The Fork Heard Round The World
Over time, a growing chorus of people picked sides in the debates that began to rage as two important things happened. One of these things was a return of strong demand for Bitcoin and the other was the advent of Ethereum, which led to a massive wave of interest from the mainstream through the various ICO offerings (as well as scandals).
In mid-2017, just as Bitcoin was preparing its first historic run past $20,000, long-time Bitcoin investor Roger Ver and self-proclaimed Satoshi Nakamoto Craig Wright launched Bitcoin Cash.
To date, Bitcoin Cash seems no more or less decentralized than Bitcoin, all things considered, and has the added benefit of extremely low transaction fees.
Bitcoin retains its maket dominance.
But a massive negative also came out of the rift, a rift which has never been healed.
Today, the “Bitcoin” community is split along three lines.
“Bitcoin Maximalists” are the camp who believed that blocks should remain small. They count among their members a number of reputable computer scientists and cryptographers including Adam Back, who was cited in Satoshi Nakamoto’s Bitcoin whitepaper.
Bitcoin Cash proponents are the original group who first tried to fork Bitcoin the honest way, creating software like Bitcoin Classic in hopes of attracting popular support, which never materialized from the mining camps at least.

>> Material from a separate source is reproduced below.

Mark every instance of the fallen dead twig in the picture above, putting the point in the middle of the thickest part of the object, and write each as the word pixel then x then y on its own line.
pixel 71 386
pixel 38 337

Then there are the Craig Wright supporters, who again forked the Bitcoin blockchain in 2018 to create Bitcoin SV (Satoshi Vision) after a row between Roger Ver, Craig Wright, and Calvin Ayre.
Combined, the groups would be more powerful than they are working in silos.
Factionalism, in this case, has done nothing but slow the progress of Bitcoin as a whole. As I’ve written before, the “real” Bitcoin is far less important than the real mission thereof.